YuMi Deadly Centre’s motif was developed by Blacklines to depict learning, empowerment, and growth within country/community. The three key elements are the individual (represented by the inner seed), the community (represented by the leaf), and the journey/pathway of learning (represented by the curved line which winds around and up through the leaf). As such, the motif illustrates the YuMi Deadly Centre’s vision: Growing community through education.
More information about the YuMi Deadly Centre can be found at http://ydc.qut.edu.au and staff can be contacted at [email protected].
Restricted waiver of copyright
This work is subject to a restricted waiver of copyright to allow copies to be made for educational purposes only, subject to the following conditions:
1. All copies shall be made without alteration or abridgement and must retain acknowledgement of the copyright.
2. The work must not be copied for the purposes of sale or hire or otherwise be used to derive revenue.
3. The restricted waiver of copyright is not transferable and may be withdrawn if any of these conditions are breached.
This booklet was developed using funding from a Financial Literacy Grant from the Commonwealth Bank Foundation, for a 2008 project at Shalom Christian College in Townsville called Shalom Accelerated Numeracy.
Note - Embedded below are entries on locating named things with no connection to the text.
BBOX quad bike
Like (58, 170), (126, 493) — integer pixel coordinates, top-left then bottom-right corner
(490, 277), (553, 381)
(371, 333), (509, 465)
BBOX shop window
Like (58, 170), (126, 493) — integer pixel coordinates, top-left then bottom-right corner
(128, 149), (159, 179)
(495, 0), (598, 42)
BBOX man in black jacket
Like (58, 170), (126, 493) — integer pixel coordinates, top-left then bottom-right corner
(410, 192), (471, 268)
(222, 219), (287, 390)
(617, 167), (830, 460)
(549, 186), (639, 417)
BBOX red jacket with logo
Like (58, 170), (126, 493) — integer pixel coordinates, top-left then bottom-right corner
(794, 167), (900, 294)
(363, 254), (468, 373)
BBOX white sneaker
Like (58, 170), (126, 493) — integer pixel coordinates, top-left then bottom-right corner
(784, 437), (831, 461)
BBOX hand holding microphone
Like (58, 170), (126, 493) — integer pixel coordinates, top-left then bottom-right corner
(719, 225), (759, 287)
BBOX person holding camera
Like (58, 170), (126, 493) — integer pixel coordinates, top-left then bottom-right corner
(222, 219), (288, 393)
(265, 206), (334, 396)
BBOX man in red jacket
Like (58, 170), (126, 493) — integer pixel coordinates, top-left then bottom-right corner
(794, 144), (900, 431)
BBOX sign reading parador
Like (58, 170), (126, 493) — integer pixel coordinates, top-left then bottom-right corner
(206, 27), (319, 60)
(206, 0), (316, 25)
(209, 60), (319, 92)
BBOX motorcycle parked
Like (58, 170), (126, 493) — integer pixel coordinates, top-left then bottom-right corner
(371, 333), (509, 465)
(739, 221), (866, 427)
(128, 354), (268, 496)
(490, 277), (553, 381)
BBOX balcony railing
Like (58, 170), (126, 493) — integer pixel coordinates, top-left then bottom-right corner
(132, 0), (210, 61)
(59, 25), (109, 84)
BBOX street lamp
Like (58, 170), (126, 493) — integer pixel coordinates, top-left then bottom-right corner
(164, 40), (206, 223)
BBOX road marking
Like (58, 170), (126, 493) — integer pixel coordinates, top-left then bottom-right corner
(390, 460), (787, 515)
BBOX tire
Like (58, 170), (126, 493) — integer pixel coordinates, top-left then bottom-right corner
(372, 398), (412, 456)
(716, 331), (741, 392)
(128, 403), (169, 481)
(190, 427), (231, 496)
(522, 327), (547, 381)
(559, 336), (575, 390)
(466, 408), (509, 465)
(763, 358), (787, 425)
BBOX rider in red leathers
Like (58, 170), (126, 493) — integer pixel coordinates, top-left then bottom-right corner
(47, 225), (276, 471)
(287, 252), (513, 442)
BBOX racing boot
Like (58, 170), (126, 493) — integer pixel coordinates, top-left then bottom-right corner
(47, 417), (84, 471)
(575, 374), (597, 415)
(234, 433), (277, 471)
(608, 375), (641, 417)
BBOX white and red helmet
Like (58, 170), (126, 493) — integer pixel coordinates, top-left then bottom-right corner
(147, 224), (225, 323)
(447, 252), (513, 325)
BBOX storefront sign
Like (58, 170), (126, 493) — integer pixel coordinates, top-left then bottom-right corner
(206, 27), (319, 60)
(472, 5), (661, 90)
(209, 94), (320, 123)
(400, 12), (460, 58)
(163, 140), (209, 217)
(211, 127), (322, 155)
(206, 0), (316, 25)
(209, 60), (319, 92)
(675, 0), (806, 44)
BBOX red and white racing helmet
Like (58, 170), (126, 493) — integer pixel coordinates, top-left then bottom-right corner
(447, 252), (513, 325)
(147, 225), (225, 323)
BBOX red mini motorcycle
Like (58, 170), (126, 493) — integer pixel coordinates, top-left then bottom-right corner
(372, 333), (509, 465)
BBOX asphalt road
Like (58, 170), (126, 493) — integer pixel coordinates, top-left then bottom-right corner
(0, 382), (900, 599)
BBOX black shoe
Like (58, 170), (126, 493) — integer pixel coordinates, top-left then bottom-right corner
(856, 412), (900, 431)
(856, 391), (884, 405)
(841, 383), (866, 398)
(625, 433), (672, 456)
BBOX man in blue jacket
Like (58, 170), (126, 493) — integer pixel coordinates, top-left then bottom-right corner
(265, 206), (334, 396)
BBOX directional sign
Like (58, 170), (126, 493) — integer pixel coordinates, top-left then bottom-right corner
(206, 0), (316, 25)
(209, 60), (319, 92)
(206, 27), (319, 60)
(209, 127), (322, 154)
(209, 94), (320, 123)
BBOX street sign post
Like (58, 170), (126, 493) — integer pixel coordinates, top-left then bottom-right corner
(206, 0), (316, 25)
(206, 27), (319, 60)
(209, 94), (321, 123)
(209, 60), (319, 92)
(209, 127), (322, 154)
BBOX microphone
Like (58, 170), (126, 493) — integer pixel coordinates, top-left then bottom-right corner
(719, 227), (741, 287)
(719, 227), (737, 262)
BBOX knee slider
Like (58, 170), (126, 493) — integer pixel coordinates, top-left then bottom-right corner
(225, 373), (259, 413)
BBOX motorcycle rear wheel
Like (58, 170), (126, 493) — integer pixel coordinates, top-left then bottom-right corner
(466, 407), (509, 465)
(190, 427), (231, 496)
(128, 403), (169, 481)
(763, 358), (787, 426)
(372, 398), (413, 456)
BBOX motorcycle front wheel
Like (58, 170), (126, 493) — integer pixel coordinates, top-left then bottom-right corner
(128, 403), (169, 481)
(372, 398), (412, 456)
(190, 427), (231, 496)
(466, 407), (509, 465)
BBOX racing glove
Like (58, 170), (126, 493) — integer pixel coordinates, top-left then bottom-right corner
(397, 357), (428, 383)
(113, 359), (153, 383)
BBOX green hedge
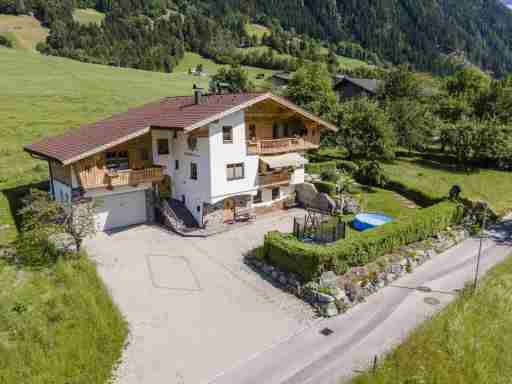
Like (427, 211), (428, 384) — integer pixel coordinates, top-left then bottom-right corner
(313, 181), (336, 196)
(306, 160), (359, 175)
(306, 160), (336, 175)
(264, 201), (463, 281)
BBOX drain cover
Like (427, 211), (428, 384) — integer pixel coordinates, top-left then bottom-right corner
(423, 297), (441, 305)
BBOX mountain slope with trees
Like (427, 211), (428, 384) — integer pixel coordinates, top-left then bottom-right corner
(0, 0), (512, 77)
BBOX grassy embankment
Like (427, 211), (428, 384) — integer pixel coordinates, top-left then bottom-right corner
(352, 252), (512, 384)
(0, 15), (48, 50)
(383, 158), (512, 214)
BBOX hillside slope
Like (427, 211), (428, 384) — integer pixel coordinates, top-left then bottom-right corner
(0, 48), (271, 244)
(206, 0), (512, 75)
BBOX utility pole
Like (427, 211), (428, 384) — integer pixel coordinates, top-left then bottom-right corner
(473, 203), (487, 292)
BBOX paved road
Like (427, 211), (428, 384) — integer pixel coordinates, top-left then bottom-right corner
(209, 218), (512, 384)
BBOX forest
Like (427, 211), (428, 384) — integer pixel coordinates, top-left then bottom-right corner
(0, 0), (512, 77)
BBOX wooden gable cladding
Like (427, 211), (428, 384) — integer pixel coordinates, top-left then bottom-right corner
(245, 100), (320, 145)
(72, 134), (153, 189)
(50, 161), (71, 185)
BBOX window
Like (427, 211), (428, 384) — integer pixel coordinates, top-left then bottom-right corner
(139, 148), (149, 161)
(156, 139), (169, 155)
(249, 124), (256, 140)
(105, 151), (129, 171)
(227, 163), (245, 181)
(252, 190), (263, 204)
(272, 188), (281, 200)
(190, 163), (197, 180)
(222, 126), (233, 144)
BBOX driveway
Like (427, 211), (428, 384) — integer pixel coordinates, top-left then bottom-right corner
(86, 210), (316, 384)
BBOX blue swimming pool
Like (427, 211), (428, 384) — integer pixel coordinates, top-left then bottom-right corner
(352, 213), (394, 231)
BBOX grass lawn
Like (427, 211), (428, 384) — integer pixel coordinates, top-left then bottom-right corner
(384, 158), (512, 214)
(0, 257), (128, 384)
(73, 9), (105, 24)
(352, 252), (512, 384)
(0, 15), (48, 49)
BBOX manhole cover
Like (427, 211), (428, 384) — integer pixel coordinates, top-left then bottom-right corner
(320, 328), (334, 336)
(423, 297), (441, 305)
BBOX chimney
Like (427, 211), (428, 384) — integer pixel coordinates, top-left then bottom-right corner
(194, 84), (203, 105)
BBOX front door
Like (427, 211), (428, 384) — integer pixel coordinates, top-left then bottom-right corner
(224, 199), (235, 222)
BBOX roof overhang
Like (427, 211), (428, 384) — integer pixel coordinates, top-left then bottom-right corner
(260, 152), (309, 168)
(182, 92), (338, 132)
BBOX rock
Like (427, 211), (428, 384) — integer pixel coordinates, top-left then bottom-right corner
(334, 288), (347, 301)
(320, 271), (337, 288)
(391, 263), (403, 275)
(316, 292), (335, 303)
(262, 264), (275, 275)
(321, 302), (339, 317)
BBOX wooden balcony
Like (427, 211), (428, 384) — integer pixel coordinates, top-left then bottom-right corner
(105, 166), (164, 187)
(258, 172), (290, 187)
(247, 137), (319, 155)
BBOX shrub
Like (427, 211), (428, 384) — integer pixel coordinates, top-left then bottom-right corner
(356, 161), (387, 187)
(321, 168), (339, 183)
(265, 201), (463, 280)
(314, 181), (336, 196)
(336, 160), (359, 176)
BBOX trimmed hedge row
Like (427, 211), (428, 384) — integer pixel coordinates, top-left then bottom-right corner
(264, 201), (463, 281)
(306, 160), (359, 175)
(305, 160), (336, 175)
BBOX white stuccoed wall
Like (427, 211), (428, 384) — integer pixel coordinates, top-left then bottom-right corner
(209, 111), (259, 203)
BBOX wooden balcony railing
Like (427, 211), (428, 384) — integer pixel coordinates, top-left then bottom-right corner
(105, 167), (164, 187)
(258, 172), (290, 187)
(247, 137), (318, 155)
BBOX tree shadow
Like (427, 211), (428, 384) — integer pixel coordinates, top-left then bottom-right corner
(0, 181), (49, 232)
(407, 159), (480, 175)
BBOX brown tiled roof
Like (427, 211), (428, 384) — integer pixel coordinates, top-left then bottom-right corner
(25, 93), (338, 164)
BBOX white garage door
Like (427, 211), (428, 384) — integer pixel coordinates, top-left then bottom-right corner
(96, 191), (147, 231)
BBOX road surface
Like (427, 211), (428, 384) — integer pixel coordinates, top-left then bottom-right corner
(207, 218), (512, 384)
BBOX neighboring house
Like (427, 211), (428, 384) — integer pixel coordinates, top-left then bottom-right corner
(25, 90), (336, 230)
(272, 71), (293, 88)
(334, 76), (381, 100)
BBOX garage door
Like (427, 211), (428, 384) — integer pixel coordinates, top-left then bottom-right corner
(96, 191), (147, 231)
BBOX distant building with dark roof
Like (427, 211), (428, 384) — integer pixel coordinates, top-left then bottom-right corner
(334, 76), (382, 100)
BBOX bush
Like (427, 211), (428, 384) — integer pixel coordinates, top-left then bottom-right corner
(265, 201), (463, 281)
(321, 168), (339, 183)
(336, 160), (359, 176)
(314, 181), (336, 196)
(356, 161), (387, 187)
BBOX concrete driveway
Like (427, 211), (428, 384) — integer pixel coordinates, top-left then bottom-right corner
(86, 211), (315, 384)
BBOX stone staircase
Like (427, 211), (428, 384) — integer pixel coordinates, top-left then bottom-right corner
(160, 199), (199, 234)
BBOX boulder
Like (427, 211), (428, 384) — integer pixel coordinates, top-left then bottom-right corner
(295, 183), (318, 207)
(320, 271), (337, 288)
(316, 292), (335, 303)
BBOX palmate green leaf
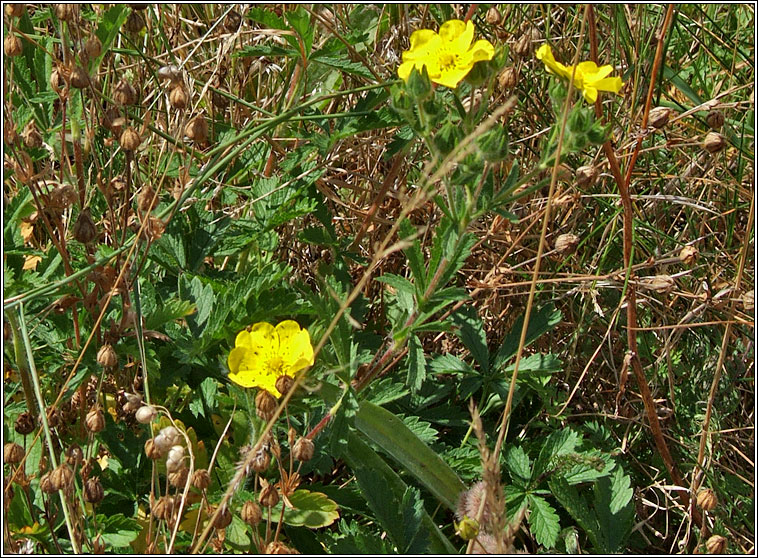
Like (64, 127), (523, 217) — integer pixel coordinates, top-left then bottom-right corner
(355, 401), (465, 510)
(271, 489), (340, 529)
(345, 434), (456, 554)
(527, 494), (561, 550)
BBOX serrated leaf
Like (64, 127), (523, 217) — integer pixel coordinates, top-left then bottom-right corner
(529, 494), (561, 550)
(271, 489), (340, 529)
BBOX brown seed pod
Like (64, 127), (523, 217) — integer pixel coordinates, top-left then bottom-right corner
(74, 207), (98, 245)
(13, 411), (34, 436)
(168, 466), (189, 490)
(647, 107), (671, 130)
(705, 535), (727, 554)
(3, 442), (25, 465)
(575, 165), (600, 188)
(168, 83), (189, 110)
(705, 109), (724, 130)
(274, 374), (295, 395)
(113, 78), (137, 106)
(255, 389), (276, 421)
(258, 484), (279, 508)
(84, 406), (105, 434)
(184, 114), (208, 144)
(50, 463), (74, 492)
(697, 488), (719, 511)
(5, 4), (26, 17)
(119, 126), (142, 151)
(84, 34), (103, 60)
(70, 66), (89, 89)
(240, 500), (263, 527)
(3, 33), (24, 56)
(555, 233), (579, 256)
(292, 438), (315, 462)
(84, 477), (105, 504)
(97, 343), (118, 368)
(213, 506), (232, 529)
(192, 469), (211, 490)
(703, 132), (726, 153)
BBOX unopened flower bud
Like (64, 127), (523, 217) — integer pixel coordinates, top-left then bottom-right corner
(292, 438), (315, 461)
(647, 107), (671, 130)
(134, 405), (158, 424)
(240, 500), (263, 527)
(705, 109), (724, 130)
(84, 477), (105, 504)
(84, 407), (105, 434)
(3, 442), (24, 465)
(255, 389), (276, 421)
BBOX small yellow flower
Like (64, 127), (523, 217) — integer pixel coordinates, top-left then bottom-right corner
(397, 19), (495, 89)
(537, 43), (624, 103)
(228, 320), (313, 397)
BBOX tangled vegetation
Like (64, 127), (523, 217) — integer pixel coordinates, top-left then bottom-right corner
(3, 4), (755, 554)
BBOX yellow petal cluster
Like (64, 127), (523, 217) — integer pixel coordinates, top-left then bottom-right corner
(537, 44), (624, 103)
(397, 19), (495, 89)
(228, 320), (313, 397)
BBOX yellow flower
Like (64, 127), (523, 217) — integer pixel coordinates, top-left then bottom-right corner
(228, 320), (313, 397)
(397, 19), (495, 89)
(537, 43), (624, 103)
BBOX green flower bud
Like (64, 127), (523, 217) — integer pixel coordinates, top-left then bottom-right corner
(405, 66), (432, 103)
(476, 126), (508, 163)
The booklet and accompanying virtual activities are based on financial mathematics material trialled by the researchers as part of a 2007 Australian Studies in Science, Technology and Mathematics (ASISTM) project, Using finance and measurement applications to improve number understanding of Indigenous students, conducted at schools in Aboriginal communities in central and southern Queensland.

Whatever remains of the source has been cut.